Dozens of children gathered at Poets House, a 50,000-volume poetry library and resource center in downtown Manhattan, to read their poems aloud, all at the same time.
The exercise is meant to help the kids work off some of their nervous energy, as they await their turn at the microphone in front of the room.
They've spent many months in classroom workshops, learning to appreciate reading and writing poetry.
Answer My Questions is read by its author, an 8-year-old student named John.
“Do you know why worms have to get back to the dirt to survive?
Why does the Sun have to rise and then fall?
Why can’t male animals have babies?
Why can't magic become real so we can do anything we want?
Does a peacock know how to dance?
Have you ever seen a mermaid play soccer without feet?”
Poets House Director Lee Briscetti says that kids’ active imaginations and endless curiosity make them natural poets.
“Seeing children as they are going through language acquisition is experiencing the joy and plasticity of language,” she said.
Take for example the quirky, if technically correct, title of fourth grader Kadijatou Darboc’s poem Elatedness is E
“On the street of elatedness
a cowboy catches a pig and slaps his
leg and says, “Yee-haw.”
On the street of elatedness
a girl gets a horse painted with splats of red, white and blue with 50 stars on its face. On the street of elatedness
gooses talk to humans and aliens
are a girl’s best friend.”
Kadijatou also likes to hear other people's poems.

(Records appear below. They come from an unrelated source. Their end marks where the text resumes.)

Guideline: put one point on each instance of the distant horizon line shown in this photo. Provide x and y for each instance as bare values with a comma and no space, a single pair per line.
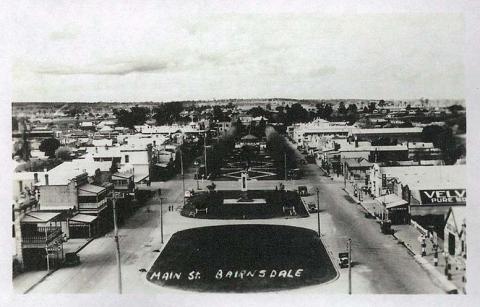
246,99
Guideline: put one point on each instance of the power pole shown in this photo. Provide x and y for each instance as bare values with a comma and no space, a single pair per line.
349,244
318,211
117,244
183,175
161,219
205,150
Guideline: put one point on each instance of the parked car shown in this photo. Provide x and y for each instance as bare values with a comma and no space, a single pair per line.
302,190
312,207
72,259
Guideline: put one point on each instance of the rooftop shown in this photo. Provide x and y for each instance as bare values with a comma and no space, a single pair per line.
426,177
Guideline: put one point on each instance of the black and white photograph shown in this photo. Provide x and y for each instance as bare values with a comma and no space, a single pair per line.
218,149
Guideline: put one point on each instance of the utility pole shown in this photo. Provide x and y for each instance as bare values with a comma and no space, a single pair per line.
318,211
205,150
349,244
183,175
117,244
161,219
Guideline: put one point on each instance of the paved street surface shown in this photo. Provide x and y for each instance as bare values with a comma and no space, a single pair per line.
381,265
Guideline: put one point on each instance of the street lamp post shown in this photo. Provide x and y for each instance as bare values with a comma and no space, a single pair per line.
183,174
205,152
318,211
161,219
117,244
349,244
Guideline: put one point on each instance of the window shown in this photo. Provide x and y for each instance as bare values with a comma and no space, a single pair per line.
451,244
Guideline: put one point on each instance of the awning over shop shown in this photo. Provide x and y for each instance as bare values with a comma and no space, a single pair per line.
83,218
139,177
89,189
391,201
40,217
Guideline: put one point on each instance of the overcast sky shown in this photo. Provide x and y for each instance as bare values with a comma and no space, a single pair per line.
162,51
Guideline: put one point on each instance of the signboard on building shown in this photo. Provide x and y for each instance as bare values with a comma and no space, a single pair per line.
443,197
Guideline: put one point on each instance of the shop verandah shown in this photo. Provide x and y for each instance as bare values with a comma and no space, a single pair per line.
42,240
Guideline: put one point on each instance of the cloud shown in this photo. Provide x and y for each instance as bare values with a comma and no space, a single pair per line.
65,34
322,71
118,68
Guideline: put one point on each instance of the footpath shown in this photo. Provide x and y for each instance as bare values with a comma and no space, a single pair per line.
26,281
410,237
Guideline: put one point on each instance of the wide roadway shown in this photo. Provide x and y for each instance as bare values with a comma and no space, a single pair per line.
381,265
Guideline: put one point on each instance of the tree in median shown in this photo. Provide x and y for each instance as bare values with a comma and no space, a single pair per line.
48,146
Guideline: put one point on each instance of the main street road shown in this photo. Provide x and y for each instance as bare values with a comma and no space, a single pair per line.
381,265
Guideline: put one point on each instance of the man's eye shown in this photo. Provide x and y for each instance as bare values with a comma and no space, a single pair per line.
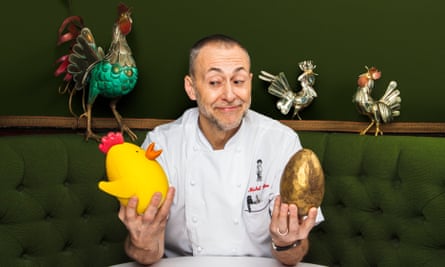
238,82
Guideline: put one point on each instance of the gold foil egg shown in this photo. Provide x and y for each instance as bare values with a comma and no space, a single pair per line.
302,182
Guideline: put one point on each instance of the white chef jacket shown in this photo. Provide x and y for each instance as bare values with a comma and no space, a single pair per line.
210,214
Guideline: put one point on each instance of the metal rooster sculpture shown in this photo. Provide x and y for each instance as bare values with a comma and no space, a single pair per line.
381,111
88,68
280,87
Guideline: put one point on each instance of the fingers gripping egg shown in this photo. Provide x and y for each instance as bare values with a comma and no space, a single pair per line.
132,171
302,182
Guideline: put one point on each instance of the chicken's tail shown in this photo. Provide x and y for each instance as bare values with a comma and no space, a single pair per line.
389,104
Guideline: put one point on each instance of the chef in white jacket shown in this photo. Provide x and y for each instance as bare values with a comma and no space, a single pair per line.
224,163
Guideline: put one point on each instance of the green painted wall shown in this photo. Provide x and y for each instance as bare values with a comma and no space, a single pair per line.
405,39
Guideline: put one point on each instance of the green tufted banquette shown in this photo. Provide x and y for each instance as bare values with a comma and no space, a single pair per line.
384,203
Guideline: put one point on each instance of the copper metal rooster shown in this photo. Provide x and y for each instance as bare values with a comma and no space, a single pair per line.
279,87
88,68
381,111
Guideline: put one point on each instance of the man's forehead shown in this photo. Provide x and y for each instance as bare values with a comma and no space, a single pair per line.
223,58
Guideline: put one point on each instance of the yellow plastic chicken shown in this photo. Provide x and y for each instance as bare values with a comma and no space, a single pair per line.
381,111
132,171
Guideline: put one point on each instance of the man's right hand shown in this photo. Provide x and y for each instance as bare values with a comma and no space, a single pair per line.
145,242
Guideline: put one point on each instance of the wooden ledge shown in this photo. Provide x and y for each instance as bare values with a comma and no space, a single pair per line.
149,123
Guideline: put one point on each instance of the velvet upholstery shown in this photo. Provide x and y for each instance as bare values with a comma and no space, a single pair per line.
384,202
51,211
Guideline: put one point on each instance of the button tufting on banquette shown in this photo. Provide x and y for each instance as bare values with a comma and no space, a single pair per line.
51,212
384,203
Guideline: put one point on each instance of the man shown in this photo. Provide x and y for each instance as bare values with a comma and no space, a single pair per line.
224,163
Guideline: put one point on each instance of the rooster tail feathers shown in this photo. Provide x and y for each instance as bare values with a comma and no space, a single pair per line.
392,96
389,104
84,56
279,85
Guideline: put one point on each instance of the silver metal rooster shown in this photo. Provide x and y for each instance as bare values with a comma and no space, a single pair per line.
279,87
381,111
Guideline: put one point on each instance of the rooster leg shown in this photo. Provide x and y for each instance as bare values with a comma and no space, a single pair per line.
118,117
364,131
89,132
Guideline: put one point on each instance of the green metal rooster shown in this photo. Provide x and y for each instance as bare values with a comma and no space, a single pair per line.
88,68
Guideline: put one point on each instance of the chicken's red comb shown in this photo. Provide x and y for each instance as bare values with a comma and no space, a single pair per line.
110,140
122,8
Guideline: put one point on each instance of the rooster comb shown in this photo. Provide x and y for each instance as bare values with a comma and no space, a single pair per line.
110,140
122,8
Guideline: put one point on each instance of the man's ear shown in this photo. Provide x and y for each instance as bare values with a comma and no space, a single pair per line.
189,87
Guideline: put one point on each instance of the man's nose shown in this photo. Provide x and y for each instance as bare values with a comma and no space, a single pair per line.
228,92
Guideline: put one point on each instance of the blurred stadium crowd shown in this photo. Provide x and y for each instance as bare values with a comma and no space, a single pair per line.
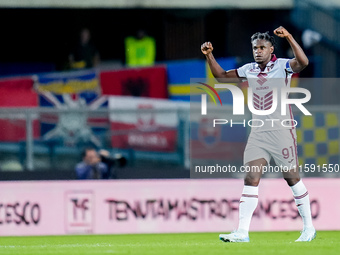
118,78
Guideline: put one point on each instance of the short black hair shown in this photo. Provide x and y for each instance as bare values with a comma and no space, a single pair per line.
263,36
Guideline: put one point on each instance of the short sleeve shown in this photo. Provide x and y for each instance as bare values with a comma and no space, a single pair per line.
242,71
288,67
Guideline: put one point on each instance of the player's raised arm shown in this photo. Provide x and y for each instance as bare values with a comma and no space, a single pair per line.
218,72
300,61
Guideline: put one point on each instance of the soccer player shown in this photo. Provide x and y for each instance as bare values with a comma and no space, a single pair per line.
271,140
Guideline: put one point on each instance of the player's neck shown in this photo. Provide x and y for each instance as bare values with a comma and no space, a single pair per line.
264,64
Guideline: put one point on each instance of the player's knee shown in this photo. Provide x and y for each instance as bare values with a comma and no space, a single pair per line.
251,180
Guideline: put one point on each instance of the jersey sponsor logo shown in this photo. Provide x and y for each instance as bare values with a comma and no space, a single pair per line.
263,103
262,78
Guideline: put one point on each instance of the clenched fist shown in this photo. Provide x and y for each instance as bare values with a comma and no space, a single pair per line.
206,48
281,32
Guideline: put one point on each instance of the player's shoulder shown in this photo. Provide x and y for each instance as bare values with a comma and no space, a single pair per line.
249,66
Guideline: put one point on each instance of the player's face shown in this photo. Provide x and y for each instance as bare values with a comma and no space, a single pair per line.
262,51
91,157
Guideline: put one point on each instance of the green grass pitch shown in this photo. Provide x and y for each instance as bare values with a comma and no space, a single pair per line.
326,242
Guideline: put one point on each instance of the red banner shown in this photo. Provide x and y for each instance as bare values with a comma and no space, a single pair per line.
144,127
139,82
17,92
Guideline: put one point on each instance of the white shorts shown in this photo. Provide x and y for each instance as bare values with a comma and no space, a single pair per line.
279,144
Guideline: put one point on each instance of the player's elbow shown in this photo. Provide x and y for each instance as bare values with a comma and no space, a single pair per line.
305,63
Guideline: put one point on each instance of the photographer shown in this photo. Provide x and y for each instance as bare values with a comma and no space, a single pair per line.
117,161
91,167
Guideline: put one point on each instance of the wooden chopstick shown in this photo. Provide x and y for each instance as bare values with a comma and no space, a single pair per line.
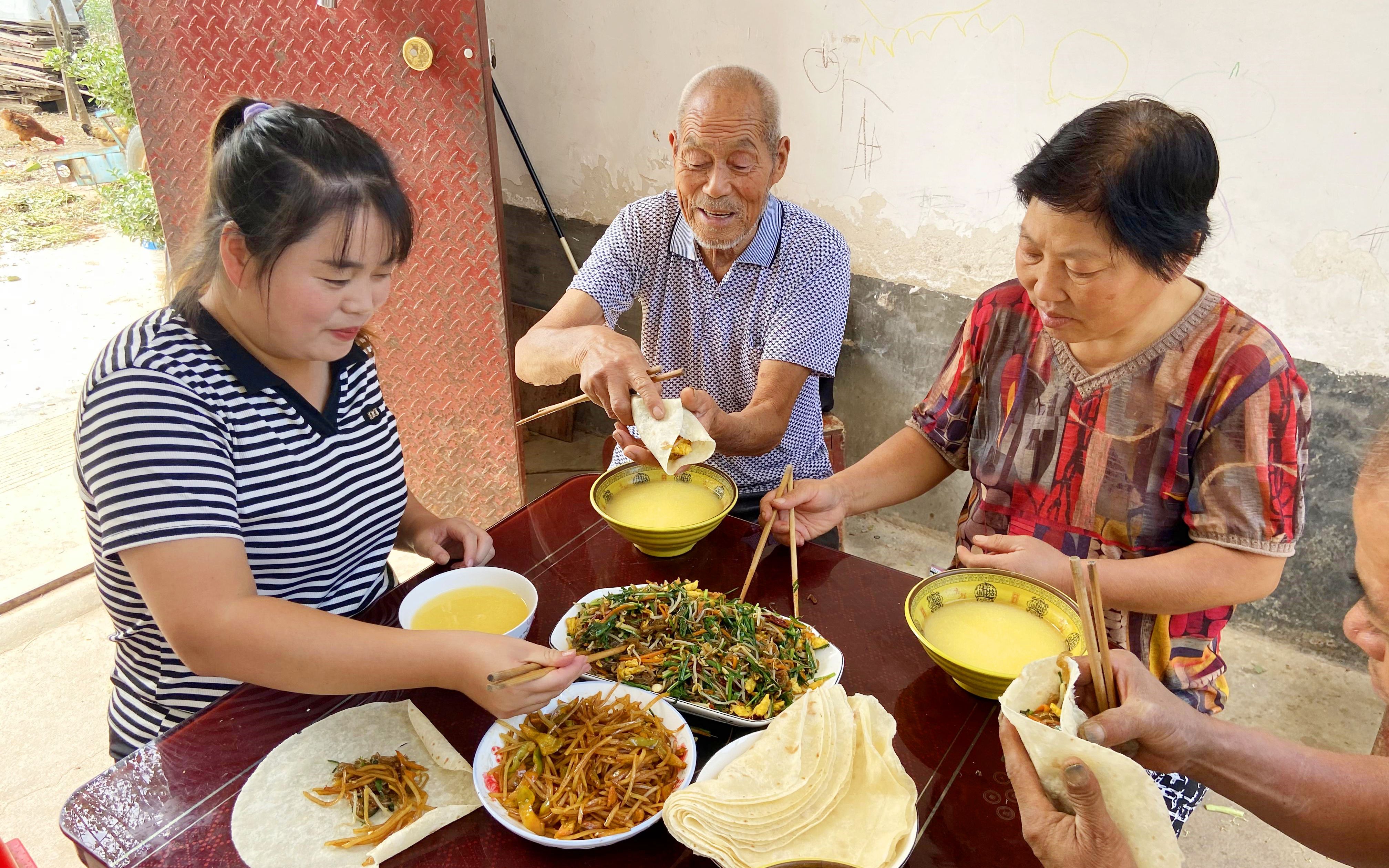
795,571
1098,603
762,541
498,682
656,378
1092,642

"Because you get to know how people's experiences are like and their feelings and how they can express themselves in different ways," she said. "It can make me see who they really are and what kind of person they are.
The children's poetry can offer insight into their lives. Third grader Mia LaBianca wrote about her community in On the Colorless Street.
"On the colorless street
a man walks in gray
with no expression.
Like an ant, no expression.
On the colorless street,
a woman dresses in white,
like a ghost.
On the colorless street a boy wears black,
as if he is a shadow.
On this street,
no one cares for
color, NO ONE cares.”
A poem can give expression to emotional subject matter that might be difficult to broach directly in a conversation. Here is an excerpt from I Wonder, by Ava Gardner, age 9.
I wonder, does the Earth sing to the Moon when it’s tired?
Does snow yell to grass when snow is melting?
… When plates are struck, are they moaning and groaning? When people yell, do your ears burst?"
Poet Dave Johnson, who led the school workshops for Poets House, says poetry can help build a sense of community. He admits it can be scary to read a poem you've written out loud, to open yourself up to criticism. But taking that risk, he says, can promote trust and inspire empathy from listeners.
“We had a reading this morning where one lady was petrified of getting up in front of this huge room of people…and when she finally got the courage to read, she was crying a little. They all rushed up and hugged her," Johnson said. "And I thought ‘You know, it’s poetry.' But it’s more than that. It’s coming together, this communal act of saying ‘It’s OK. We’re together and we’re listening to you.’”
Poets House recently published A Neighborhood of Poems, an anthology of the work created during this year’s project in the New York City schools.